3 Ways to Clean Up Data So You Can Promote Public Dialog
"By publishing the historical data, public dialogue that results from the data release can be more productive because you’ll be able to discuss changes over time." — Denice Ross, 5/17/2015
Last month, President Obama launched the Police Data Initiative. A key goal of the initiative was to make data about police departments more accessible to the public. Twenty-one communities decided to participate in the initial round, including Philadelphia.
Among Code for America's recommendations to help police departments get started was the suggestion to open historical records. On June 19, the data set "Philadelphia Police Advisory Commission Complaints" was made available via opendataphilly.org. The data set includes several variables about complaints made against police officers between 2009 and 2012, and gives us the chance to explore some steps you can take to clean up your data for analysis, using features in Minitab.
One thing to look for is redundant categories and labels. If you download the data and take a look at the actions that resulted from the complaints, you’ll find these values in these frequencies.
Tally for Discrete Variables: ACTION
It’s easy to see that the values “Accept” and “ACCEPT” should be the same. If you're using Minitab, it can change those values for you. (If you're not using Minitab, you can get a free 30-day trial.) Try this:
- Choose Calc > Calculator.
- In Store result in variable, enter ‘Action taken’.
- In Expression enter Proper(ACTION). Click OK.
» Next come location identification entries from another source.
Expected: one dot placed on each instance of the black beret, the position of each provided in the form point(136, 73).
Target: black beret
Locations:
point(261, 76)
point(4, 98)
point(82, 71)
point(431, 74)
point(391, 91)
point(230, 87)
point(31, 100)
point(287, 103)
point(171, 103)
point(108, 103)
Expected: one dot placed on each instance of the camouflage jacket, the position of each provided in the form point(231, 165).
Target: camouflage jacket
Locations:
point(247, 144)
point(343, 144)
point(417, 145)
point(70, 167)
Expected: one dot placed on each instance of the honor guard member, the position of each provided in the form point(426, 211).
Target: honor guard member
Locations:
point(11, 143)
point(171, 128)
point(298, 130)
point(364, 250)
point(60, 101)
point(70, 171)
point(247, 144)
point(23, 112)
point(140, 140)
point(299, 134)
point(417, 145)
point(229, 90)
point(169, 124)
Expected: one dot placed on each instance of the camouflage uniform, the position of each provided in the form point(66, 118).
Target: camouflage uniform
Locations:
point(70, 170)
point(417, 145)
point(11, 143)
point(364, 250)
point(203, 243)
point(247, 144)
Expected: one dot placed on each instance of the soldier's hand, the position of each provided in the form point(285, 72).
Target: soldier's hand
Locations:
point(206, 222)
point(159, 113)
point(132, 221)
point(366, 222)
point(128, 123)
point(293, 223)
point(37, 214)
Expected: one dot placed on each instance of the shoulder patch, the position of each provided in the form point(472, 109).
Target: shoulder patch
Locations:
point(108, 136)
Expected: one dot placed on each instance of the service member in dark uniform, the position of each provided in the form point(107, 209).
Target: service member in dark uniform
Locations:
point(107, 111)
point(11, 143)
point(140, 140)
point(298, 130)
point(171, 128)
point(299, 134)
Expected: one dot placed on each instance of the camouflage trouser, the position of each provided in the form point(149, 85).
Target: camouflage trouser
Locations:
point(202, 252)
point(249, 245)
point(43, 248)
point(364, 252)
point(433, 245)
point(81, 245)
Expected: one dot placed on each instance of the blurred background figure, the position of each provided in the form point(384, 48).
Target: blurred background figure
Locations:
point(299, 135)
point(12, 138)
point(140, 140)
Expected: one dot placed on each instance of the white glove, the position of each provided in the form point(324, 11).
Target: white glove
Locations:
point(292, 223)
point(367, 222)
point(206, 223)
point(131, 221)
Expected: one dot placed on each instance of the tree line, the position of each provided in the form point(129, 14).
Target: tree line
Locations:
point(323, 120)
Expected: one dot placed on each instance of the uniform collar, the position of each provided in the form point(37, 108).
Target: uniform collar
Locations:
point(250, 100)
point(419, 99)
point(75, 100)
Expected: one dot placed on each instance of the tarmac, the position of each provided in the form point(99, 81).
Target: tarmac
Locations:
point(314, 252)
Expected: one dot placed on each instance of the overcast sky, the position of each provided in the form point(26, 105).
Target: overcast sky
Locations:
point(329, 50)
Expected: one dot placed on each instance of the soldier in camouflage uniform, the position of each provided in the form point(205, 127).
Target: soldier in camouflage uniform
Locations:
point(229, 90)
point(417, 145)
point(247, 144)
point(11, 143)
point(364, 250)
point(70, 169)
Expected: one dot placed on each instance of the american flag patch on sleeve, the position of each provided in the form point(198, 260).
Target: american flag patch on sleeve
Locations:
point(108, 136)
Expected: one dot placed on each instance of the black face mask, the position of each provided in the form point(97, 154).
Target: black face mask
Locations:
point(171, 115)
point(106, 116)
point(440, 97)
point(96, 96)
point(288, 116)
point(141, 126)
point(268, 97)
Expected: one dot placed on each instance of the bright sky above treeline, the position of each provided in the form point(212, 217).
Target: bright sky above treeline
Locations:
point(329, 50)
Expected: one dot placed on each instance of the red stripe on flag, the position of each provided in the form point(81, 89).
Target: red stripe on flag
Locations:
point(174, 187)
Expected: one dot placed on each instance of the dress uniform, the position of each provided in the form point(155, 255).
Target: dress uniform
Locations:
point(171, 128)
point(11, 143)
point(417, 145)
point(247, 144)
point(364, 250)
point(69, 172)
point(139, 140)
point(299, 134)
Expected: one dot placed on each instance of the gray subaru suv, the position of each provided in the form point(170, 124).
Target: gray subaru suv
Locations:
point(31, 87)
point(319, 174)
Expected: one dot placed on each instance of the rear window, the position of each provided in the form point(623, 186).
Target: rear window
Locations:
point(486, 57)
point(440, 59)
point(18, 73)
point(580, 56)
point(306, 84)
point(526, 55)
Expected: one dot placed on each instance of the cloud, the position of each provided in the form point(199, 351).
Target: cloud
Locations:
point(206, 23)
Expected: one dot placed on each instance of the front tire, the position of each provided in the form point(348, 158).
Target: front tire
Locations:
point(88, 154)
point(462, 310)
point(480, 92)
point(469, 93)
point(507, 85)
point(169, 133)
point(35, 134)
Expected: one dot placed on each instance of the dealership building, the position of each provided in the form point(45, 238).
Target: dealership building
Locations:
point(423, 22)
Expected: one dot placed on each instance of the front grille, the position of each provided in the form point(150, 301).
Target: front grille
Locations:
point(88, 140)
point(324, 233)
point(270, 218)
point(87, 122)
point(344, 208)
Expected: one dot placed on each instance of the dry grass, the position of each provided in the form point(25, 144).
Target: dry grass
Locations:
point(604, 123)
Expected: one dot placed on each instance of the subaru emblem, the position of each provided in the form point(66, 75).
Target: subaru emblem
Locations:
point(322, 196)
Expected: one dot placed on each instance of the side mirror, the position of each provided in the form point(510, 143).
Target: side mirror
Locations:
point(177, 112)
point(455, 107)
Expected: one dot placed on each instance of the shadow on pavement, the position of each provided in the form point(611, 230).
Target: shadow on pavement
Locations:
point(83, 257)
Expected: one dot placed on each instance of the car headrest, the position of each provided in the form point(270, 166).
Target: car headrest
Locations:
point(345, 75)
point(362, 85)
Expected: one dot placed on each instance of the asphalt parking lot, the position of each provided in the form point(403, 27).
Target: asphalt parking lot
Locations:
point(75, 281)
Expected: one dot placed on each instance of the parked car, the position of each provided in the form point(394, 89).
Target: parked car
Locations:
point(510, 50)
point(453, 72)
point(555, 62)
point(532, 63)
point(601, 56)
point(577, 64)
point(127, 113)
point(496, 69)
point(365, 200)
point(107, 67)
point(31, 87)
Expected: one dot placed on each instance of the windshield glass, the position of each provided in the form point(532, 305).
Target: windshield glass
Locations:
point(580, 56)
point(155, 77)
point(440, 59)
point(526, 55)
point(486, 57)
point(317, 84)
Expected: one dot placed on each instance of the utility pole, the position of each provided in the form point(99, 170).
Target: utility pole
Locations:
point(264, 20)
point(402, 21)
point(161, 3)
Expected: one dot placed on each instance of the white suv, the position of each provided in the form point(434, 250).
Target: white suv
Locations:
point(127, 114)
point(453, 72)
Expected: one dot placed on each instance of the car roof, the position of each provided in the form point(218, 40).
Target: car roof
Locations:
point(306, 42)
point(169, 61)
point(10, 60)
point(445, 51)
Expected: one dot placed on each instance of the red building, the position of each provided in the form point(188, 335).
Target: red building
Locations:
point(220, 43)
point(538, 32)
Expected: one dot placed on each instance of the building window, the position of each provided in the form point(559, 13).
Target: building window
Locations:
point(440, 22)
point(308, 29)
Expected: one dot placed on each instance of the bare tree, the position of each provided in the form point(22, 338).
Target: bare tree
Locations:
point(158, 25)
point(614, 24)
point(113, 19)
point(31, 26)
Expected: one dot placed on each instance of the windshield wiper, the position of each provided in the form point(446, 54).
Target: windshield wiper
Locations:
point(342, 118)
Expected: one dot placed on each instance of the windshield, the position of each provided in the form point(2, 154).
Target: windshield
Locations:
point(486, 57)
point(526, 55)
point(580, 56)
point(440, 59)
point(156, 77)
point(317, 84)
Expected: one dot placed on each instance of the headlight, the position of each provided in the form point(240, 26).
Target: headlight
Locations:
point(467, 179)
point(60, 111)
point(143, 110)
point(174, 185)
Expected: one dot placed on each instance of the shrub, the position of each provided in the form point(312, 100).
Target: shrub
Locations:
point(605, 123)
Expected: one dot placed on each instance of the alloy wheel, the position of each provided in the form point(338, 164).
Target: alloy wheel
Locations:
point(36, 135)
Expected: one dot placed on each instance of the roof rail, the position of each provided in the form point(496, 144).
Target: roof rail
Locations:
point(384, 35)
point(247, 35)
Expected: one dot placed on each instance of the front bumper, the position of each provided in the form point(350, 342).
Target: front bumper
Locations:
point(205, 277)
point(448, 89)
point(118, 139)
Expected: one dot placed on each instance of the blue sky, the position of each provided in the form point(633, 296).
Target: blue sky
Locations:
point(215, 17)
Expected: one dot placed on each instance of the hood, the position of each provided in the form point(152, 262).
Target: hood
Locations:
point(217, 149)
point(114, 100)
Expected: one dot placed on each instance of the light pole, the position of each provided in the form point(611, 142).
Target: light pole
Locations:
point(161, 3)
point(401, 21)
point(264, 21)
Now there’s a column with these values and frequencies:
Tally for Discrete Variables: Action taken
Action taken Count
Instead of having to make 62 corrections in the data, you have to make only 2. Prefer a different format? You could substitute LOWER or UPPER for PROPER to get all lowercase or all uppercase letters.
The Philadelphia data set includes a variable for the date and time of the incident, but none of the times are recorded. Including the unused values for time yields data like these:
To get the usable "date" portion of the data, you can use the calculator. Try this:
- Choose Calc > Calculator.
- In Store result in variable, enter 'Text date'.
- In Expression, enter Left(DATE_, 10). Click OK.
The column that results is still formatted as text. To do an analysis where you can sort by date, you can quickly change the date format. Select a cell in the column, right-click, and select Format Column. When you pick Date from the list of types, Minitab recognizes the format for you.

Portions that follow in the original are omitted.